Einen Kampf beobachten
Seien wir ehrlich, die meisten unserer Mitspieler*innen werden sich von Kämpfen abholen lassen. Es muss allerdings nicht immer so simpel sein. Auch ein Kampf, der vor der Gruppe ausbricht, an dem sie unbeteiligt sind, könnte ein guter Start sein. Helfen sie einer der Parteien oder halten sie sich raus? Werden sie reingezogen und müssen versuchen, sich rauszuhalten, weil die Stadtwache anrückt? Wie reagieren sie? Solche Fragen in den Mitspieler*innen auszulösen führt dazu, dass sie sich sofort in ihre Charaktere versetzen und einen guten Einstieg in das Spiel finden.
Neugier, Spannung, Interesse
Auf irgendeine Art wollen wir mit einem guten, starken Start etwas in unseren Mitspieler*innen wecken - Neugier, Spannung oder Interesse. Ein NPC aus der Vergangenheit einer der Charaktere könnte in der gesamten Gruppe für Spannung sorgen, wenn eine Person so überrascht ist von der Ankunft dieses NPCs, dass der Rest sich davon anstecken lässt und auch wissen will, was dort gerade passiert. Ein bedeutsames Ereignis kann auch dafür sorgen, dass der Fokus deiner Gruppe auf das Spiel gezogen wird. Beispielsweise könnten sie in ein Dorf kommen, in dem gerade alle Bewohner*innen auf dem Dorfplatz versammelt sind, weil das wichtigste Erntefest des Jahres abgehalten wird. Deiner Phantasie sind hierbei keine Grenzen gesetzt.

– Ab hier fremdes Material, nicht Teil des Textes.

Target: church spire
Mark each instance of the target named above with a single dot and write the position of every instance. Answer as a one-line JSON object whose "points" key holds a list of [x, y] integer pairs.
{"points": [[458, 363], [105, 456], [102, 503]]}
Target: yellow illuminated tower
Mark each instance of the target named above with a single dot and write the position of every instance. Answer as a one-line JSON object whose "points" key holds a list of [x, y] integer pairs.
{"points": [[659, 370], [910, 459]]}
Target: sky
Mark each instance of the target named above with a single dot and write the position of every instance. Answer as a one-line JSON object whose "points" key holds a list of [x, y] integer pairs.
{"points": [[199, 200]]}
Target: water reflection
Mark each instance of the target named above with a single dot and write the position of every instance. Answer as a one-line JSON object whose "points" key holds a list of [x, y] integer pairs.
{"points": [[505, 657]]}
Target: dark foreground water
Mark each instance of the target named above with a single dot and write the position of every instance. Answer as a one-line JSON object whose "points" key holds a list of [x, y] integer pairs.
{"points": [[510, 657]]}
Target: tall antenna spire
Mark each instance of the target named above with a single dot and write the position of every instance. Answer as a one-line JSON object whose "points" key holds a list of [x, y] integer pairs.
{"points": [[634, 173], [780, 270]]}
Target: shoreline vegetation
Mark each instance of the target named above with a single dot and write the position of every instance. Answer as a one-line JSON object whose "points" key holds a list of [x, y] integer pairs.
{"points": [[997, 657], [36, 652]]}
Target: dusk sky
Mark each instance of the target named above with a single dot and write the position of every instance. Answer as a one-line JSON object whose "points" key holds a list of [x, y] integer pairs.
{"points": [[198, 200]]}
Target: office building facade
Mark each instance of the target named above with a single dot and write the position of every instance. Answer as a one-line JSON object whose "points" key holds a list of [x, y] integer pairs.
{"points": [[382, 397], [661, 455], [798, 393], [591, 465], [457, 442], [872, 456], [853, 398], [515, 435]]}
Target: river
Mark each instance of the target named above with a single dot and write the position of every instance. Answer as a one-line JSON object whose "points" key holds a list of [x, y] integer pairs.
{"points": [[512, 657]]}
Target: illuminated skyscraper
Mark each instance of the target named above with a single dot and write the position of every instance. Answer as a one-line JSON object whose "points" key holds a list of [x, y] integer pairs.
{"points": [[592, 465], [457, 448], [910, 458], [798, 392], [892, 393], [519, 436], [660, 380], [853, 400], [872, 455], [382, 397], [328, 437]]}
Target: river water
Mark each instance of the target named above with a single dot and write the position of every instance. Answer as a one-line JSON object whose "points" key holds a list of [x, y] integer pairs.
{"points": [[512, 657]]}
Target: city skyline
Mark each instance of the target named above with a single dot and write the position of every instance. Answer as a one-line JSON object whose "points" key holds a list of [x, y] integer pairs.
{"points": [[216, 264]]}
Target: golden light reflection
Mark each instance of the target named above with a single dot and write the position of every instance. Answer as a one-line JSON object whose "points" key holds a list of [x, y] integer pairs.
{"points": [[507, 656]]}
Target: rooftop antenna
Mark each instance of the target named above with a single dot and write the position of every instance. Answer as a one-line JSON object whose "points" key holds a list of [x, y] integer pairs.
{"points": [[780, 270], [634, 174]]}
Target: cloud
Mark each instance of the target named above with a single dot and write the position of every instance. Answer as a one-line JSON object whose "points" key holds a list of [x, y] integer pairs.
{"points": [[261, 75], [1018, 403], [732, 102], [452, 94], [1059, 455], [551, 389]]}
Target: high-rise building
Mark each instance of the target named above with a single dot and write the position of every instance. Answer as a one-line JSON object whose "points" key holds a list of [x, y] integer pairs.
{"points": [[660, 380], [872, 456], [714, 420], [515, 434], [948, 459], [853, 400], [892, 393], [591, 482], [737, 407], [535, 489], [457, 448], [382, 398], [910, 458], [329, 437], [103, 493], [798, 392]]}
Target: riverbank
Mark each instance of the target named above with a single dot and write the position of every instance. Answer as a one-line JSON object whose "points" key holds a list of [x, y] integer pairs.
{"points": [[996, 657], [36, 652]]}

Prinzip des Lazy Dungeon Master
Der gute Start gehört zu dem von mir bereits aufgegriffenen Prinzip des Lazy Dungeon Master. Mike Shea stellt drei Fragen, die einen guten Start ausmachen. Du solltest beschreiben was gerade passiert, warum es passiert und wo die Action stattfindet. Und das bestenfalls in einem Satz. Ein Satz, der präzise die Startszene beschreibt. Du kannst hier die Grundlage für die gesamte Runde legen, kannst deiner Gruppe den Weg für den restlichen Verlauf legen, indem du ihnen Möglichkeiten anbietest, auf die Spielwelt zu reagieren.
Fazit
Du kannst dir eine Spielsitzung wie die Episode einer Serie vorstellen. Es mag eine übergreifende Handlung geben, die über den Lauf der gesamten Staffel einer eigenen Spannungskurve folgt, allerdings funktionieren viele Serienepisoden eigenständig und besitzen ihre eigene Spannungskurve. Du willst mit etwas Aufregendem in dein Spiel starten, die Spieler*innen in den Bann ziehen und einen Ausblick darauf geben, worum es in dieser Episode gehen wird. Das wird dir helfen, deine Gruppe an den Tisch zu kriegen und ihren Fokus einzufangen. Mike Shea beschreibt diesen Schritt als einen der wichtigsten in der Vorbereitung seiner Runden und ich kann dem nicht widersprechen. Nutze also den Start deiner Spielrunden, einerseits, um die Stimmung und auch die Handlung einzuleiten, aber auch, um deine Gruppe einzufangen und ihre Aufmerksamkeit auf das Spiel zu lenken. Und dann hab viel Spaß.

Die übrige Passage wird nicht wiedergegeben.